Professore quanto è vulnerabile il territorio modenese?

"Il territorio modenese, come tutti quelli dell’Emilia-Romagna, è sicuramente interessato in modo significativo da problematiche legate alle dinamiche dei versanti e dei corsi d’acqua. Gli studi geologici che sono alla base delle statistiche sul dissesto dimostrano ciò. Va però ricordato che, per quanto riguarda le frane, esse sono nella stragrande maggioranza fenomeni a cinematica lenta, che risultano a basso rischio per l’incolumità delle persone".

Quali sono le maggiori insidie?

"Bisogna distinguere quale sia il soggetto dell’insidia. Se parliamo di infrastrutture viarie e di rete allora anche fenomeni franosi a cinematica lenta possono rappresentare un’insidia, così come le dinamiche fluviali e torrentizie possono portare danni. Se parliamo, come detto, dell’incolumità delle persone, risultano significativi solamente - per fortuna – i più rari e veloci fenomeni di crollo di roccia, colata detritica e piene "lampo" (flash floods), le inondazioni improvvise".

La situazione del rischio idrogeologico in questi ultimi decenni nel modenese è migliorata o peggiorata?

"Per certi versi migliorata e per certi altri peggiorata. E’ innegabile che negli ultimi anni ci siano stati significativi investimenti in opere di mitigazione strutturale sia nei versanti montani, per quanto riguarda le frane, sia lungo i corsi d’acqua. Purtroppo, però si sono avute conseguenze derivanti da fenomeni di pioggia breve ed intensa che ha mandato in crisi i corsi d’acqua minori ed in alcuni casi anche i principali".

Cosa è cambiato rispetto al passato?

"Questi fenomeni in realtà sono sempre accaduti anche in passato, ma ora la più diffusa presenza di infrastrutture antropiche sul territorio fa sì che essi abbiano un impatto maggiore in termini di danni".

Cosa occorre fare per arrestare o contenere il rischio?

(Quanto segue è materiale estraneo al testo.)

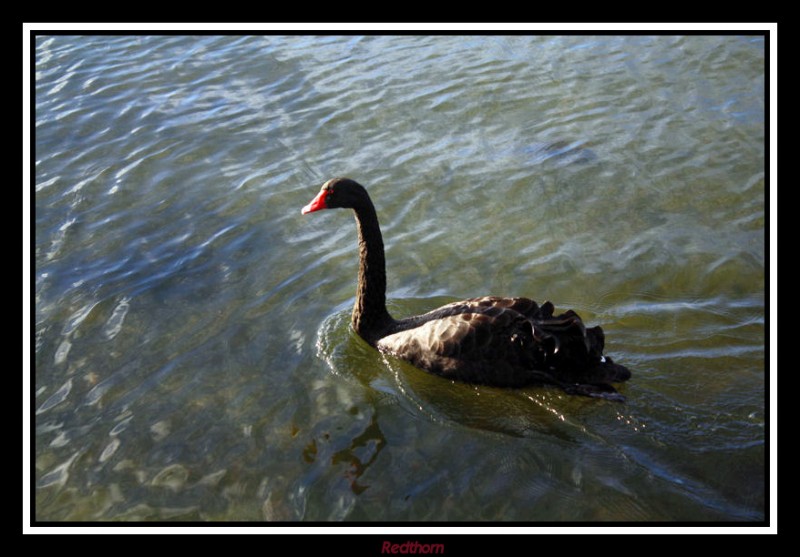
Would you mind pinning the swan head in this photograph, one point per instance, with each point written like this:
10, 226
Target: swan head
337, 193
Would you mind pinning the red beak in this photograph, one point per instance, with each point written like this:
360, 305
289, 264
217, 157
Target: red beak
316, 204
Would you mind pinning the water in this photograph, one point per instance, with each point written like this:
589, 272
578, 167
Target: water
192, 354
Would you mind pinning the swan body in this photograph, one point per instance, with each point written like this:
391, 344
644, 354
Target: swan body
506, 342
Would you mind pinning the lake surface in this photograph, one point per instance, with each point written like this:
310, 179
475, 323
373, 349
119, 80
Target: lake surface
191, 348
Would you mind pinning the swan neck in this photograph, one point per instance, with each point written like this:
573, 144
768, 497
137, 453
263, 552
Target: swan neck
370, 316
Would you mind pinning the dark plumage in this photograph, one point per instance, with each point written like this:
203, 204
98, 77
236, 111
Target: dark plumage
506, 342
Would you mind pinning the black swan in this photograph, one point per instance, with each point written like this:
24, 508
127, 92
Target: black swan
505, 342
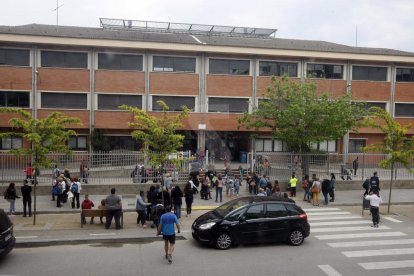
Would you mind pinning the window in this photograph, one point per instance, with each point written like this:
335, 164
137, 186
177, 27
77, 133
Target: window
267, 68
64, 100
255, 212
14, 99
174, 103
15, 57
356, 145
276, 210
64, 59
369, 73
229, 67
404, 110
405, 75
11, 143
119, 62
174, 64
77, 142
324, 71
113, 101
228, 105
326, 146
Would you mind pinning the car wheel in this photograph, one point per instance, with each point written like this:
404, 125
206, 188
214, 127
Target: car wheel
224, 241
296, 237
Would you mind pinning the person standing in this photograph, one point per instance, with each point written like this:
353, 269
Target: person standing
355, 165
141, 208
188, 194
332, 191
374, 202
113, 209
166, 228
10, 195
374, 183
27, 198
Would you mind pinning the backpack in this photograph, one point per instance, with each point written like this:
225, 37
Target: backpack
74, 188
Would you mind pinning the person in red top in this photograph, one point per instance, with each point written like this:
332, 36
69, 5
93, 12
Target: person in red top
87, 204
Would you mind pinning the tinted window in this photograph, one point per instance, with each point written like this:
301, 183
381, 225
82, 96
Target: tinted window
174, 103
14, 99
228, 105
369, 73
64, 100
14, 57
278, 69
229, 67
112, 102
64, 59
405, 75
119, 62
404, 110
174, 64
324, 71
255, 212
276, 210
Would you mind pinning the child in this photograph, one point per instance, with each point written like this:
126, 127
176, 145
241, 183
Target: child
87, 204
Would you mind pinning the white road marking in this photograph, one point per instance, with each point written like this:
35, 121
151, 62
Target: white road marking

"La prevenzione, sia strutturale (interventi sui versanti ed i corsi d’acqua) che non strutturale (corretta pianificazione territoriale con una corretta analisi dei potenziali rischi geologici) è la strada da perseguire. Noi geologi disponiamo oggi di sempre maggiori informazioni sullo stato di dissesto del territorio, che derivano anche da tecniche innovative di telerilevamento satellitare. Fare tesoro di queste conoscenze penso sia il modo migliore di progredire e valorizzare l’importante patrimonio conoscitivo di tipo geologico che abbiamo del nostro territorio, e convivere coi rischi geologici in ottica di sostenibilità".